Powershell Replace Characters in a String

2019-07-07 14:01发布

问题:

Using powershell, but open to other potential solutions....

I have a long string. I need to replace several sequences of characters by position in that string with a mask character (period or space). I don't know what those characters are going to be, but I know they need to be something else. I have written code using mid and iterating through the string using mid and position numbers, but that is a bit cumbersome and wondering if there is a faster/more elegant method.

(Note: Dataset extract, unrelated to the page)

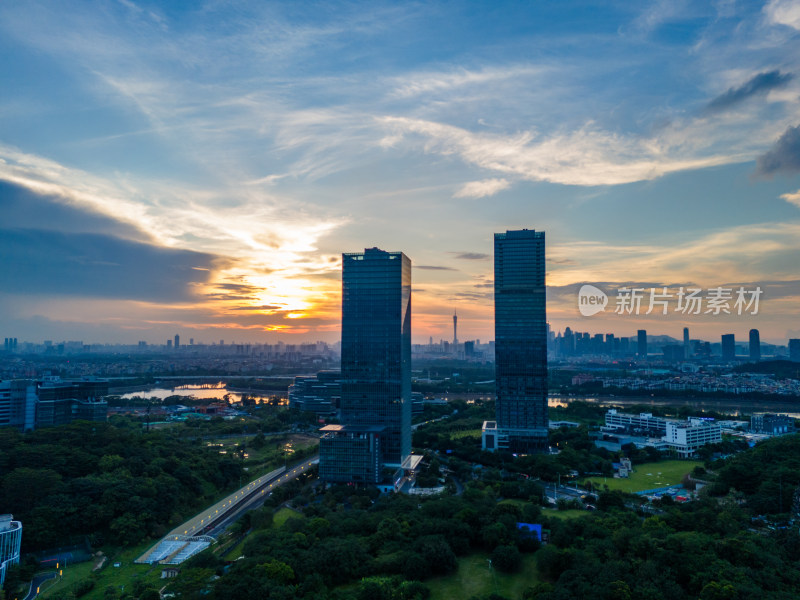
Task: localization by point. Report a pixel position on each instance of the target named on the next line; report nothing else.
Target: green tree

Example: Given the 2 strings:

ABCDEFGHIJKLMNOPQRSTUVWXYZ
12345678901234567890123456

I want to replace characters 2-4, 8-9, 16-22, & 23 with ., yielding:

A...EFGH..KLMNOP.....VWX.Z
1...5678..123456.....234.6

I can do that with a series of MID's, but I was just wanting to know if there were some sort of faster masking function to make this happen. I have to do this through millions of rows and second count.

回答1:

Try this:

$regex = [regex]'(.).{3}(.{4}).{2}(.{6}).{5}(.{3}).(.+)'
$replace = '$1...$2..$3.....$4.$5'

('ABCDEFGHIJKLMNOPQRSTUVWXYZ',
 '12345678901234567890123456') -Replace $regex,$replace

A...EFGH..KLMNOP.....VWX.Z
1...5678..123456.....234.6

The -replace operator is slower than string.replace() for a single operation, but has the advantage of being able to operate on an array of strings, which is faster than the string method plus a foreach loop.

Here's a sample implementation (requires V4):

$regex =  [regex]'(.).{3}(.{4}).{2}(.{6}).{5}(.{3}).(.+)'
$replace = '$1...$2..$3.....$4.$5'

filter fix-file {
 $_ -replace $regex,$replace | 
 add-content "c:\mynewfiles\$($file.name)"
}

get-childitem c:\myfiles\*.txt -PipelineVariable file |
 get-content -ReadCount 1000 | fix-file 

If you want to use the mask method, you can generate $regex and $replace from that:

$mask  = '-...----..------.....---.-'

 $regex = [regex]($mask -replace '(-+)','($1)').replace('-','.')

 $replace = 
 ([char[]]($mask -replace '-+','-') |
  foreach {$i=1}{if ($_ -eq '.'){$_} else {'$'+$i++}} {}) -join ''

$regex.ToString()
$replace

(.)...(....)..(......).....(...).(.)
$1...$2..$3.....$4.$5


回答2:

Here another approach:

C:\PS> $mask ="-...----..------.....---.-"
C:\PS> ([char[]]'ABCDEFGHIJKLMNOPQRSTUVWXYZ' | % {$i=0}{if ($mask[$i++] -eq '-') {$_} else {'.'}}) -join ''

A...EFGH..KLMNOP.....VWX.Z

And if we are going to take advantage of V4 features :-), try this:

C:\PS> $i=0;([char[]]'ABCDEFGHIJKLMNOPQRSTUVWXYZ').Foreach({if ($mask[$i++] -eq '-') {$_} else {'.'}}) -join ''


回答3:

Here yet another approach:

C:\PS> $mask = "{0}...{4}{5}{6}{7}..{10}{11}{12}{13}{14}{15}.....{21}{22}{23}.{25}"
C:\PS> $singlecharstrings = [string[]][char[]]'ABCDEFGHIJKLMNOPQRSTUVWXYZ'
C:\PS> $mask -f $singlecharstrings

A...EFGH..KLMNOP.....VWX.Z